The loader's labeling is already op-parameterized (`run_sql(sql, op, table)`),
so the `merge`/`compact` step just passes its op — no new mechanism needed.

## How this maps to `rivet load --cdc` (proposed)

`rivet load --cdc -c cfg.yaml --project P --dataset D`:
1. free `LOAD DATA` the CDC Parquet into `<table>__changes` (reuse the existing
   native-schema batched loader, with `__op`/`__pos` in the schema);
2. `CREATE OR REPLACE VIEW <table>` (the dedup view above).

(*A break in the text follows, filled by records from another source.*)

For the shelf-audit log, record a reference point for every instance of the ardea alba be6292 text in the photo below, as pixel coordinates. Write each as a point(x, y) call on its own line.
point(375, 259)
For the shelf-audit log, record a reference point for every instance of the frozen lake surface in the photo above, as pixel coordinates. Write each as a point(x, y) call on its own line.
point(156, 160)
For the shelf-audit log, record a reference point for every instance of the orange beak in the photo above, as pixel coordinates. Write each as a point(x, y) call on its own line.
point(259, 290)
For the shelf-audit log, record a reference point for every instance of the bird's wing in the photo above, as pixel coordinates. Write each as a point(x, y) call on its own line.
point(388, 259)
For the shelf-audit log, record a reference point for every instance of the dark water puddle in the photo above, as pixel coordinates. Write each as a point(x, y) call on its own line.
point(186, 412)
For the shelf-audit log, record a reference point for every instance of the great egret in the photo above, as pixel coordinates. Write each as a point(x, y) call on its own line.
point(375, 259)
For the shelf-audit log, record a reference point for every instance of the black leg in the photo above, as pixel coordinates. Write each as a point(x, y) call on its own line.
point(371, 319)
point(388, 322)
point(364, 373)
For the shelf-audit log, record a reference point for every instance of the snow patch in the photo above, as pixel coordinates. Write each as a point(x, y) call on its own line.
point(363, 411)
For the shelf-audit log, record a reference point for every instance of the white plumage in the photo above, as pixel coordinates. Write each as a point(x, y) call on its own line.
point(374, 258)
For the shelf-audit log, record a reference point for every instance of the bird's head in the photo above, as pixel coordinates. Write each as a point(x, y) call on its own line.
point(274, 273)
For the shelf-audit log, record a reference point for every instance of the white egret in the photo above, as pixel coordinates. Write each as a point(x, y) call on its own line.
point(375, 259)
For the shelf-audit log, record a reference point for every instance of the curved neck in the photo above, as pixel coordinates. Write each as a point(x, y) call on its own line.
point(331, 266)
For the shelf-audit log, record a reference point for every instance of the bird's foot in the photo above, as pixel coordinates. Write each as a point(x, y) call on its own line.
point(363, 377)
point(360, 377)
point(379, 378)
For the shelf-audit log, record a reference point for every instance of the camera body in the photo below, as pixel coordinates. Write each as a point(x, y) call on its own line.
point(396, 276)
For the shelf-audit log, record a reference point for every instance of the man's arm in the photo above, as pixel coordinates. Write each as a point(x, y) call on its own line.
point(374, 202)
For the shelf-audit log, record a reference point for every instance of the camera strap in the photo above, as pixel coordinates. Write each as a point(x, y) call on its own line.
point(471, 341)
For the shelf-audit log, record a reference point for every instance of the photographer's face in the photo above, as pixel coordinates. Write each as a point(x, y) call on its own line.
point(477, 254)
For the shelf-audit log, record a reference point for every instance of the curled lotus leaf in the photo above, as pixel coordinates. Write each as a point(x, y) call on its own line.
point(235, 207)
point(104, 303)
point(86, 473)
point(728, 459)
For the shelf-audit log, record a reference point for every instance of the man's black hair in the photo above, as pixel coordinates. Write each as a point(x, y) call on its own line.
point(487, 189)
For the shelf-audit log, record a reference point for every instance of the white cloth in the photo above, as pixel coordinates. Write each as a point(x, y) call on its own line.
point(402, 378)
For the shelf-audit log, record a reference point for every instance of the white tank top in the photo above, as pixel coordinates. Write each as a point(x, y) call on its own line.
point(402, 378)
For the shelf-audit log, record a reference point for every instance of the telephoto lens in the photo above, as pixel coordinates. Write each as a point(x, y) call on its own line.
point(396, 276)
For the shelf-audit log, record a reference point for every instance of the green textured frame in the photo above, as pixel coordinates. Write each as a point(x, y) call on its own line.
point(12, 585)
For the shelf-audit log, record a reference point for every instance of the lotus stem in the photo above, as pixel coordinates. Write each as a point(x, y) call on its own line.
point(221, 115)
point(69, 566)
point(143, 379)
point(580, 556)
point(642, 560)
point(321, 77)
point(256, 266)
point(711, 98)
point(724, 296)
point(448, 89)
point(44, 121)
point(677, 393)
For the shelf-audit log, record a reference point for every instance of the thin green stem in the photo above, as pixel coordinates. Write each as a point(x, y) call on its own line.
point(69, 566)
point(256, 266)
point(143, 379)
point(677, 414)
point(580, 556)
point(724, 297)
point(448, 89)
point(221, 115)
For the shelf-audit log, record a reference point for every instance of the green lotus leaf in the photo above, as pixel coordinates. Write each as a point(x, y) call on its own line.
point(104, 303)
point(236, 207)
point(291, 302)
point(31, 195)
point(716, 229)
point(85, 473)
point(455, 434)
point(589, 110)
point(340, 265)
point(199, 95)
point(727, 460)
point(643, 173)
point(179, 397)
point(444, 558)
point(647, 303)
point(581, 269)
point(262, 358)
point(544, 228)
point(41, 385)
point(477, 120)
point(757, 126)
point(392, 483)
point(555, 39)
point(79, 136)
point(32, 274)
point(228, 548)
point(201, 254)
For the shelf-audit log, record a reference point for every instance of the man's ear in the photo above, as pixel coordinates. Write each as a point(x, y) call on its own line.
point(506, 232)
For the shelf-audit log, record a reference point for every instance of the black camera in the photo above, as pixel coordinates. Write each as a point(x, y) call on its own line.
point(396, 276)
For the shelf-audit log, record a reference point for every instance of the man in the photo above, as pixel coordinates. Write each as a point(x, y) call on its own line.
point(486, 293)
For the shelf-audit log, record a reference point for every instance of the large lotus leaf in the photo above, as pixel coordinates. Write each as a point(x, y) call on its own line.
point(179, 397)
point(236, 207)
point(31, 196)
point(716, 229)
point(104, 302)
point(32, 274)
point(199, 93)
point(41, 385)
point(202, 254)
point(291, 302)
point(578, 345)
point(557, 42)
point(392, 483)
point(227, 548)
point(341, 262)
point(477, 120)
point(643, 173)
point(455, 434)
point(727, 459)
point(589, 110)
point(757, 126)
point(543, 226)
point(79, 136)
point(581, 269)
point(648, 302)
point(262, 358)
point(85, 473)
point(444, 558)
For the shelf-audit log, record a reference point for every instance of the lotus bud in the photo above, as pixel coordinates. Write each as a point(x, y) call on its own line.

Both steps free. The primary key comes from the config / source introspection
(rivet already knows it). Count validation and source cleanup work as in the
batch path.

**Bottom line:** yes — rivet can ingest CDC into BigQuery **and** expose a
deduplicated current state entirely for free (append + view). The only
unavoidable cost is *materializing* current state, which we defer to read time
(a view) or amortize (daily compaction) — never on the ingest path.